The Unitary plan has been in effect for a year and Auckland is seeing a record number of large-scale apartments going up.
While this scale of development is addressing Auckland’s housing shortage, the question that needs to be asked is – at what cost?
Are these kinds of large-scale developments going to be socially effective and sustainable in the long term?
And does this kind of compact living create a community where people feel connected and happy?
According to Maslow’s Hierarchy of Needs Theory, once our physiological and safety needs of shelter, food and security are met; we need human connection and a sense of belonging. Only then can we build self-esteem, pursue our talents and thrive through self-actualisation.
I would argue that a number of Auckland’s new developments are not delivering on Maslow’s third social need, which is critical to the happiness and wellbeing of our society.
What makes a city liveable?
Happy City: Transforming Our Lives Through Urban Design is a book written by Canadian author Charles Montgomery. It gathers insights from psychology, neuroscience, urban planning and social experiments and addresses the crisis of social disconnection in modern cities.
Happy City examines how our cities influence the way we move, behave and feel. The way we build our cities has a direct influence on our happiness as individuals and a society.
According to research, people have a limited capacity to remember faces and develop trust. In a crowded large-scale development, the chances are high that neighbours won’t know each other. People feel anonymous. This can heighten anxiety and cause people to retreat socially.
Happy City has established a formula that suggests the optimal number of households within a cluster is 15 to 20. Residents report a higher level of connection and trust with neighbours and a sense of community.
The larger residential developments should be divided into smaller clusters of households.
Happy City favours three to four-storey buildings, with common areas that cater to a smaller number of households. This reduces perceived density and feelings of crowding.
Neighbours are also more likely to interact and bond with each other when there are fewer people using the same access paths or entrances. Or when they see the same faces at the post box each day.
London has achieved some amazing social outcomes through their urban design of the terraced apartments. The layout reduces perceived density in one of the world’s biggest cities, while the balconies create a visual connection between residences and the street. Neighbours know each other and kind of know their street. This all contributes to feeling protected and safe.

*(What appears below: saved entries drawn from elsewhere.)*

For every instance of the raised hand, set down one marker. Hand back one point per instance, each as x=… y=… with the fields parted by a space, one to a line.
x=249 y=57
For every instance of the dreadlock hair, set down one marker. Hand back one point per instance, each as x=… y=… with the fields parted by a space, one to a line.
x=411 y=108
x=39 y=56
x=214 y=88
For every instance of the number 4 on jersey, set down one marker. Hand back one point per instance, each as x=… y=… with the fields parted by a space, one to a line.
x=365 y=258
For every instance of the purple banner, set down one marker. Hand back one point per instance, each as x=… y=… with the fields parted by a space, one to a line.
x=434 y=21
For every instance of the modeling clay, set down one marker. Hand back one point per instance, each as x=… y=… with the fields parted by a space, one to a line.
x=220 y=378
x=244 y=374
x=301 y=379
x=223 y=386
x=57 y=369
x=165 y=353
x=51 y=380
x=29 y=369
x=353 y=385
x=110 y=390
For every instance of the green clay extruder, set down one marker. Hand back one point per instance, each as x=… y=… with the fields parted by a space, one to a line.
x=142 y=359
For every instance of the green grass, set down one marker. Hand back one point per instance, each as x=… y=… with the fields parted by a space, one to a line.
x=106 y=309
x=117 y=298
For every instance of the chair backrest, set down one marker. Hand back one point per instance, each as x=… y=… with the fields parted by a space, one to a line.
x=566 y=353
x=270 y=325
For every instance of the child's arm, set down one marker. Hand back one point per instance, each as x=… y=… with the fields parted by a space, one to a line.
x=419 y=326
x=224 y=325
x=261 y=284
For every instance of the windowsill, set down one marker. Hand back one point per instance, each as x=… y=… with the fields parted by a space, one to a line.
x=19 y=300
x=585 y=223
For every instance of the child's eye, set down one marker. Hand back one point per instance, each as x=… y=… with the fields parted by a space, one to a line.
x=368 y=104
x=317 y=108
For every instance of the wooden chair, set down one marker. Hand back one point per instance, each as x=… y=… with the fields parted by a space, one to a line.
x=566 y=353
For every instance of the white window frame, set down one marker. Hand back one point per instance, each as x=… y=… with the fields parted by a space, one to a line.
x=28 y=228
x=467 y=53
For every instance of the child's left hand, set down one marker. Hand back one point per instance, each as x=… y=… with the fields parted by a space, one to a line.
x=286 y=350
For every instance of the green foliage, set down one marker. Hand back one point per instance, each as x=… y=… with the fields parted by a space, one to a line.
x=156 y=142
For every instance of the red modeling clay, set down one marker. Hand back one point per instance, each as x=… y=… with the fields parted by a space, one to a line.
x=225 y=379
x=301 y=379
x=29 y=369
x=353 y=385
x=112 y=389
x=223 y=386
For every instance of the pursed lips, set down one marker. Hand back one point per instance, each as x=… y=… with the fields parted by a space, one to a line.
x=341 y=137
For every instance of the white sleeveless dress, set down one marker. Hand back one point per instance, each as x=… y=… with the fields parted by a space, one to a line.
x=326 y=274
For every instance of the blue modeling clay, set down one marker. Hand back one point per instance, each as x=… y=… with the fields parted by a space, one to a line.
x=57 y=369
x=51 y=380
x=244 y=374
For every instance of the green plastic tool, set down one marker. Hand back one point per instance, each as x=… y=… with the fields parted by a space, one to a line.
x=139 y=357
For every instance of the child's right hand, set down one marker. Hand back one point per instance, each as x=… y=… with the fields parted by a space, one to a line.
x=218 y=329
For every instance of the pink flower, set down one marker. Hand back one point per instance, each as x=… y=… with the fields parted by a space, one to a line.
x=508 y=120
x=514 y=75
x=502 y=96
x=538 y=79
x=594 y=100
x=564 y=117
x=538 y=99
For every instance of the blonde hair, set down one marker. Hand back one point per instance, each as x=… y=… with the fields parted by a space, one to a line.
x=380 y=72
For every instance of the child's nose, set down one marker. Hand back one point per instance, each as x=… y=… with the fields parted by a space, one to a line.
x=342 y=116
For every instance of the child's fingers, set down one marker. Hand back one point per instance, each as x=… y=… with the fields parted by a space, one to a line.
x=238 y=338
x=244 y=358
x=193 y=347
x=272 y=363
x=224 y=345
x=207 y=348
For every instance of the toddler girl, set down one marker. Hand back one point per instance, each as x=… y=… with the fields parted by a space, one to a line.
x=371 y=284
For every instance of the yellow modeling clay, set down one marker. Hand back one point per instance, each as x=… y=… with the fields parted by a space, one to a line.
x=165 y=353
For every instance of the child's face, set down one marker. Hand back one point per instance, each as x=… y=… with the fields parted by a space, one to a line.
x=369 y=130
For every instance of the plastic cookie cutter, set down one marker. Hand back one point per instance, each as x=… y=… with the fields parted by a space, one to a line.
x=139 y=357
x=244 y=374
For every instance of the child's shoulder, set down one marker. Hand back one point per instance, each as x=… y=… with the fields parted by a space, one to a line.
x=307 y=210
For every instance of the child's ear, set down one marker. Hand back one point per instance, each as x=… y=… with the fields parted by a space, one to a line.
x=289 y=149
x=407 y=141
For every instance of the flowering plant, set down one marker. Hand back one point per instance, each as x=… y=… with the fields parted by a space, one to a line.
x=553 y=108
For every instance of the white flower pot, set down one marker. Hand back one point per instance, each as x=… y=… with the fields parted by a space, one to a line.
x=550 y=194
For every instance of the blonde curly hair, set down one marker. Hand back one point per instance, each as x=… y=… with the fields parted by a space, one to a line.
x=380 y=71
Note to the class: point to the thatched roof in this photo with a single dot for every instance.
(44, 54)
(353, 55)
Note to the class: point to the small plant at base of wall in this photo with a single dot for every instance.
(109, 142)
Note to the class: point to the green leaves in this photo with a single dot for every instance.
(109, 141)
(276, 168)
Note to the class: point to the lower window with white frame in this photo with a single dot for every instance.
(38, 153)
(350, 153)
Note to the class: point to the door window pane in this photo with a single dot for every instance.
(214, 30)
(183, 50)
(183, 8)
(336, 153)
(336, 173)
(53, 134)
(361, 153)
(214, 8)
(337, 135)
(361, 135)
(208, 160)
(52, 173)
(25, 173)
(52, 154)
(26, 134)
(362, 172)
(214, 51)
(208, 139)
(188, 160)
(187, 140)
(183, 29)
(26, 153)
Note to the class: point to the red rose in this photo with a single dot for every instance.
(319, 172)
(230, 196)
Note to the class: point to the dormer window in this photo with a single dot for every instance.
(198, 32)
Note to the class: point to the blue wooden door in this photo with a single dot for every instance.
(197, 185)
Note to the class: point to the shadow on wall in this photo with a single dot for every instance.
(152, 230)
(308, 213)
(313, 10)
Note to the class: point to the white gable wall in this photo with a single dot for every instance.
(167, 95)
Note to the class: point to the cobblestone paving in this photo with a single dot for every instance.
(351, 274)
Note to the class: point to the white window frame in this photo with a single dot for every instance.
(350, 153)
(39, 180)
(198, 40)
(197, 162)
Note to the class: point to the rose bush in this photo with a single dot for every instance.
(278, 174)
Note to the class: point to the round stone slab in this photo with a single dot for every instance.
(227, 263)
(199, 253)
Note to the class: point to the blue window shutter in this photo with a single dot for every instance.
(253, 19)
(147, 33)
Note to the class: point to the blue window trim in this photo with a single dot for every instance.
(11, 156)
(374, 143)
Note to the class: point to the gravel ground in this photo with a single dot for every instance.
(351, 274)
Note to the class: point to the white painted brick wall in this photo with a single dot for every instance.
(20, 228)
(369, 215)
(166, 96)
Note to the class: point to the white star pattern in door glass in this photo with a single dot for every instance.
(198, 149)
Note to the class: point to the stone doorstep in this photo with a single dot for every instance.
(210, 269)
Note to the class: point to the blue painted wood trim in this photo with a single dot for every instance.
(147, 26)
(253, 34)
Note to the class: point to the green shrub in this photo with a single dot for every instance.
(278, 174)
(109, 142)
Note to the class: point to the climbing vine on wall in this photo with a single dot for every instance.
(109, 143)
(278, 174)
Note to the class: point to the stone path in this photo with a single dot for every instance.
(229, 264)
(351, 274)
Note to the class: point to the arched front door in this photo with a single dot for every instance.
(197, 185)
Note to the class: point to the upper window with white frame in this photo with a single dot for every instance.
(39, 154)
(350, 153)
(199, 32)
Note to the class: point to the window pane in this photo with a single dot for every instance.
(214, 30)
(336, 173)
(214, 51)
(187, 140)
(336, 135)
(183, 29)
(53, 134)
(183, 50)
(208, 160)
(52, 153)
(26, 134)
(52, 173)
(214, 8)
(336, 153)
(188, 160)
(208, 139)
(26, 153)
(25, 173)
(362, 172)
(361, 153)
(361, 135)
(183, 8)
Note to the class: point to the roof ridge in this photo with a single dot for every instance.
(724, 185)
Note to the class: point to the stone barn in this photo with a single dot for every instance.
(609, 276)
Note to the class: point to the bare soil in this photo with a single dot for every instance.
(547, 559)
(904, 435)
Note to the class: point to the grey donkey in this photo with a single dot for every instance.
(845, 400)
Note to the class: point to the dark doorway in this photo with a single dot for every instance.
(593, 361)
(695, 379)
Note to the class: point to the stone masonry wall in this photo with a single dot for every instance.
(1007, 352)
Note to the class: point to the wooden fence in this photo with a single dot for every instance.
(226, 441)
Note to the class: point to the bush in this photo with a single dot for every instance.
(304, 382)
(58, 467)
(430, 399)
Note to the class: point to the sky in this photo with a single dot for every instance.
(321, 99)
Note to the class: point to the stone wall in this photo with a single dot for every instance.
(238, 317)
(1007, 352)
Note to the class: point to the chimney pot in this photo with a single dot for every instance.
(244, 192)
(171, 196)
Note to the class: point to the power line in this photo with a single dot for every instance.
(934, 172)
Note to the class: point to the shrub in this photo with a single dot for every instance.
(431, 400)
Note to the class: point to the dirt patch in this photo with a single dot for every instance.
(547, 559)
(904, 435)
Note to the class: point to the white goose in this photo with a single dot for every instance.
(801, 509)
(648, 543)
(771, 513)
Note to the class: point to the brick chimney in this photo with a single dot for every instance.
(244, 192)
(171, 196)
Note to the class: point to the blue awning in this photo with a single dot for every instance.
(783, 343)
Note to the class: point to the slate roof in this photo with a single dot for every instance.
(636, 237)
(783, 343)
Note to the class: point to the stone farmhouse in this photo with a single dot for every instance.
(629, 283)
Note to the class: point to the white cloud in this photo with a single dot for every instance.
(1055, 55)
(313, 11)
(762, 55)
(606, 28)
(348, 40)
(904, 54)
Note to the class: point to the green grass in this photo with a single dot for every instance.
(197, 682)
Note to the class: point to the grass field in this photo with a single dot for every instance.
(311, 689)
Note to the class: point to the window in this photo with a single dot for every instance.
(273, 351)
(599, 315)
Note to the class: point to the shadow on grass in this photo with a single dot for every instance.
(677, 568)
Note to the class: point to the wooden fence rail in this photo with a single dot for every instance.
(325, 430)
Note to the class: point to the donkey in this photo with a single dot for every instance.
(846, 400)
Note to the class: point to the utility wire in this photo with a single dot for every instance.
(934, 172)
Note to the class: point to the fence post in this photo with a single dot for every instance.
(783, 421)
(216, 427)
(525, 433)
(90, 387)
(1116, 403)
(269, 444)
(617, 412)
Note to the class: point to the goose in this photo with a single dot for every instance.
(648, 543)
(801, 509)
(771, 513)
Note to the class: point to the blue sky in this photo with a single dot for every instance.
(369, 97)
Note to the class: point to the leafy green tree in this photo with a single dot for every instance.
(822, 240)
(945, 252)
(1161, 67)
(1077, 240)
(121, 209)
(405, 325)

In this digital age, it’s more important than ever to build housing where we feel socially connected to people.
Creating communal spaces that encourage human interaction brings residents together and fosters relationships. Developers and Architects in Australia seem to have perfected this to some extent with vegetable gardens on rooftops, cafes at ground level that open up for residents and communal spaces where residents can get together and have a barbeque.
How to meet the compact living challenge and make Auckland a ‘happy city’
If we look back at how we have performed over the last year, I would argue that 80 to 90% of the apartment developments that are available or coming online are not focusing on our social well-being. The answer to compact living is not just to build heaps of large-scale apartments.
Compact living is, of course, all very new to Kiwis so the right typology is going to take time to discover. We’re only really just learning how to design apartments and terraced houses.
The apartment units are all good sizes and they’re visually beautiful. But if living spaces and common areas are not designed to achieve good social outcomes and developments are not limited in the number of units provided, we are left with buildings that are cold and sterile with high occupancy turnover.
Only the developers benefit from these types of developments as they end up with big profits – but they are not long-term solutions for the people that have to live in them.
Having been driven by rules for so long, it’s time to start thinking out of the box and looking at Auckland’s urban transformation holistically and from all angles.
It’s our responsibility to make people feel like they’re connected as they transition into city living.
Moving forward, there needs to be more collaboration between Planners, Architects and Developers to create smaller more connected developments.
Low-rise apartments and small-scale terrace developments should be encouraged rather than large-scale (and at times high-rise) apartment developments. These developments should have communal or common areas where residents can meet and congregate. Everything from the interaction with the street, entry location to the corridors should be well thought out so residents can feel safe and connected.
We need to make sure that people can interact, socialise and ultimately be happy in the spaces that we design. Only then can we turn Auckland into the world’s most liveable city.